As can be seen in Figure 6, paclitaxel recovers 95-99.8% of its efficacy against the resistant human breast cancer cells when TRAs are coadministered at 1.0 µM. Two of these TRAs, SB-RA-131012 and SB-RA-31012, exhibit high MDR reversal activity even at 0.1 µM. The TRAs possess much higher activity than verapamil and slightly better activity than cyclosporine A; however, cyclosporine A is rather cytotoxic (IC₅₀ = 3 µM). A promising reversal agent PSC833 (24), a potent analogue of cyclosporine A, also exhibits appreciable cytotoxicity (IC₅₀ = 10 µM). Therapeutic index, defined as the ratio of MDR activity to cytotoxicity, is an important factor for further studies of these agents. The TRAs are noncytotoxic even at 30\tmM, which is the highest concentration tested so far because of the solubility limit in the current TRA formulations. Thus, it is clear that the TRAs have excellent therapeutic indexes. It is worth mentioning that DAB and the hydrophobic modifiers do not show any MDR reversal activity at all by themselves, and therefore the MDR reversal activity is unique to these taxane structures.

Figure 6.

To prove our hypothetical mechanism of action for these TRAs, we investigated the effects of SB-RA-31012 on the paclitaxel uptake by the drug-resistant cancer cells MDA-435/LCC6-MDR in the presence and absence the taxane (Figure 7). As a control experiment, we looked at the effects of the taxane on the paclitaxel concentration in the parent MDA-435/LCC6-WT cells that are drug sensitive. As can be seen in Figure 7, only a small percentage of paclitaxel accumulates in the drug-resistant cancer cells (MDA-435/LCC6-MDR) in the absence of the TRA. However, the addition of SB-RA-31012 (1 µM) dramatically increases the accumulation of paclitaxel in the drug-resistant cells, comparable with that of the drug-sensitive cancer cells (MDA-435/LCC6-WT). No appreciable effects of the TRA were observed on the accumulation of paclitaxel in the drug-sensitive cells, as expected. These results clearly indicate that the Pgp efflux mechanism is blocked by the TRA, allowing the anticancer drug to penetrate the drug-resistant cancer cells and exert its chemotherapeutic effect.

Figure 7.

Paclitaxel is not the only anticancer drug that can be used with the TRAs. The sensitization of MCF7-R cells by a TRA was observed with another commonly used anthracycline-class anticancer agent, doxorubicin. SB-RA-31012 exhibited 96\% MDR reversal activity when coadministered with doxorubicin at 1 µM (21).

Conclusions
We have discovered that the taxanes derived from DAB and 14-OH-DAB bearing hydrophobic ester side chains at the C-7 and/or C-10 positions are potent MDR reversal agents against drug-resistant breast cancer cells when coadministered with anticancer drugs such as paclitaxel and doxorubicin.
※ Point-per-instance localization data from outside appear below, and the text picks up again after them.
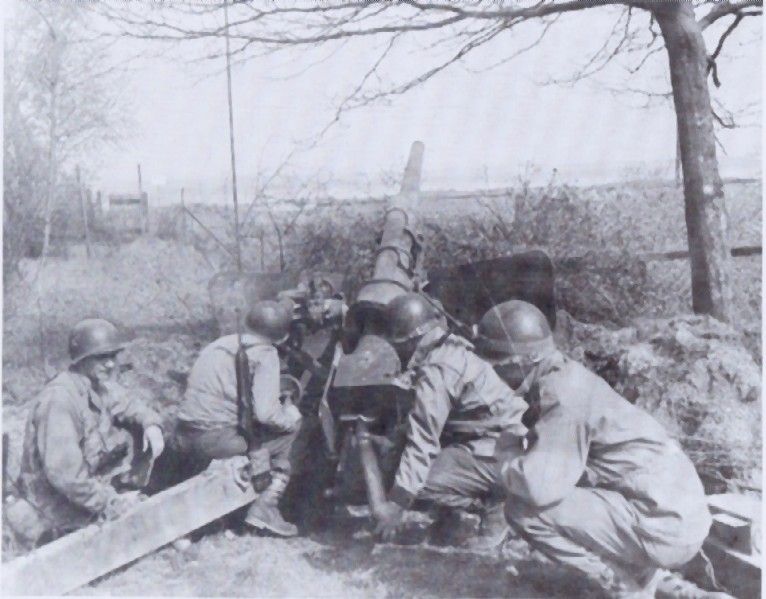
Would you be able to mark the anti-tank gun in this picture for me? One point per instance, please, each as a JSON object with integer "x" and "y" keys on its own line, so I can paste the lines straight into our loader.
{"x": 366, "y": 407}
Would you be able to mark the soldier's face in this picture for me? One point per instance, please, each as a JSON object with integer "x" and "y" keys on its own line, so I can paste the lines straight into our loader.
{"x": 512, "y": 372}
{"x": 405, "y": 350}
{"x": 99, "y": 369}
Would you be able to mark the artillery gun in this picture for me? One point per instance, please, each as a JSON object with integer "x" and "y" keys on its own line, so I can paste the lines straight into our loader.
{"x": 362, "y": 410}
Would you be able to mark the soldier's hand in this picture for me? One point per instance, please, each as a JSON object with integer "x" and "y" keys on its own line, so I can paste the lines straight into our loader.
{"x": 154, "y": 440}
{"x": 389, "y": 518}
{"x": 510, "y": 445}
{"x": 121, "y": 503}
{"x": 292, "y": 416}
{"x": 333, "y": 309}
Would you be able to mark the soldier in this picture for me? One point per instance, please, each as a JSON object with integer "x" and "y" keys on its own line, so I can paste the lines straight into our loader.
{"x": 597, "y": 484}
{"x": 208, "y": 417}
{"x": 461, "y": 406}
{"x": 77, "y": 443}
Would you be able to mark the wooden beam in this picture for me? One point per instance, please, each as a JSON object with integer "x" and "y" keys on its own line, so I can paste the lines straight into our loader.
{"x": 738, "y": 572}
{"x": 82, "y": 556}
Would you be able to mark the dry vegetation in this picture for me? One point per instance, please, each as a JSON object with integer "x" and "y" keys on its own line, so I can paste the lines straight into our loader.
{"x": 156, "y": 287}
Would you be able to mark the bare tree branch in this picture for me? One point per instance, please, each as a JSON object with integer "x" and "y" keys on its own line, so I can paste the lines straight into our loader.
{"x": 721, "y": 9}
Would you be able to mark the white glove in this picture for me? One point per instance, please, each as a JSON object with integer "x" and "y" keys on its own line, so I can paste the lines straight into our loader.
{"x": 121, "y": 503}
{"x": 292, "y": 416}
{"x": 153, "y": 439}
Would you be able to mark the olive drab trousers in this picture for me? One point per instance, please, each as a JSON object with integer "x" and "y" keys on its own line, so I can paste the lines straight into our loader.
{"x": 460, "y": 479}
{"x": 591, "y": 526}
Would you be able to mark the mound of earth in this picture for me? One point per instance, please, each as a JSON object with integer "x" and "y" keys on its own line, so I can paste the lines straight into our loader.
{"x": 695, "y": 375}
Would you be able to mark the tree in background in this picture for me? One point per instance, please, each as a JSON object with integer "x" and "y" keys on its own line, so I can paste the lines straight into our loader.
{"x": 62, "y": 102}
{"x": 448, "y": 32}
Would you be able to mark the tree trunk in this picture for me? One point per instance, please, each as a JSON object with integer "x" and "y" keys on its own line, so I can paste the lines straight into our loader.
{"x": 51, "y": 187}
{"x": 706, "y": 217}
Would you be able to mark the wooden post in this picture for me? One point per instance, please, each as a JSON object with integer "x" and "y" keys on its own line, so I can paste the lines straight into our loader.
{"x": 238, "y": 247}
{"x": 263, "y": 249}
{"x": 88, "y": 249}
{"x": 77, "y": 558}
{"x": 183, "y": 217}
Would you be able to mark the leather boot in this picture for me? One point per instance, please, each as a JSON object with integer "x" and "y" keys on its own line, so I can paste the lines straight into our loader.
{"x": 264, "y": 513}
{"x": 492, "y": 532}
{"x": 453, "y": 527}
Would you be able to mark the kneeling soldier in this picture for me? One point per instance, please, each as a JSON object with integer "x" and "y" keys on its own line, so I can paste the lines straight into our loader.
{"x": 597, "y": 484}
{"x": 461, "y": 407}
{"x": 209, "y": 415}
{"x": 76, "y": 442}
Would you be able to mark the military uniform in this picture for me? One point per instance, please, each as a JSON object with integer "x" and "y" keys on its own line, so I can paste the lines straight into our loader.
{"x": 207, "y": 418}
{"x": 75, "y": 443}
{"x": 461, "y": 406}
{"x": 602, "y": 480}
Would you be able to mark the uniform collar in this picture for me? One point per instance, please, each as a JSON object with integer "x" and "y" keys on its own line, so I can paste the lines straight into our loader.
{"x": 85, "y": 388}
{"x": 250, "y": 338}
{"x": 546, "y": 366}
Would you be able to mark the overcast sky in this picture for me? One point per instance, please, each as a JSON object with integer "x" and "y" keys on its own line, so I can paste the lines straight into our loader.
{"x": 477, "y": 127}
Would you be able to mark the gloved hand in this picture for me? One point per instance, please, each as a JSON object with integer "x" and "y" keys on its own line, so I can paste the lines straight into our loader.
{"x": 510, "y": 445}
{"x": 292, "y": 416}
{"x": 121, "y": 503}
{"x": 154, "y": 440}
{"x": 389, "y": 518}
{"x": 334, "y": 309}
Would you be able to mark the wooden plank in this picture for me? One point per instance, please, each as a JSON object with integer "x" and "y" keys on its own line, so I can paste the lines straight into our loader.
{"x": 80, "y": 557}
{"x": 736, "y": 504}
{"x": 738, "y": 572}
{"x": 733, "y": 532}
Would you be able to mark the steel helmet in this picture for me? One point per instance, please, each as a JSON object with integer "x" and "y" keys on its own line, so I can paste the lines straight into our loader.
{"x": 514, "y": 329}
{"x": 409, "y": 316}
{"x": 270, "y": 319}
{"x": 93, "y": 337}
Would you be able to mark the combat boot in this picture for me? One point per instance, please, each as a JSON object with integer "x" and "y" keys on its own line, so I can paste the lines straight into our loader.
{"x": 671, "y": 585}
{"x": 493, "y": 531}
{"x": 264, "y": 512}
{"x": 453, "y": 527}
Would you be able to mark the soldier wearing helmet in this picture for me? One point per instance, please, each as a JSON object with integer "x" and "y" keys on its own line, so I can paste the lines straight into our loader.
{"x": 597, "y": 484}
{"x": 76, "y": 442}
{"x": 207, "y": 419}
{"x": 461, "y": 407}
These TRAs exhibit MDR reversal activity >95% at 1 µM, and two TRAs have 92-94% reversal activity even at 0.1 µM when coadministered with paclitaxel against MDA-435/LCC6-MDR breast cancer cells. The negligible cytotoxicity of these TRAs makes them attractive candidates for clinical trials.

Additional studies on these TRAs for their MDR reversal activity in animal models and for pharmacological properties are under way. The SAR study for discovery of more potent TRAs through systematic structural modifications is also continuing.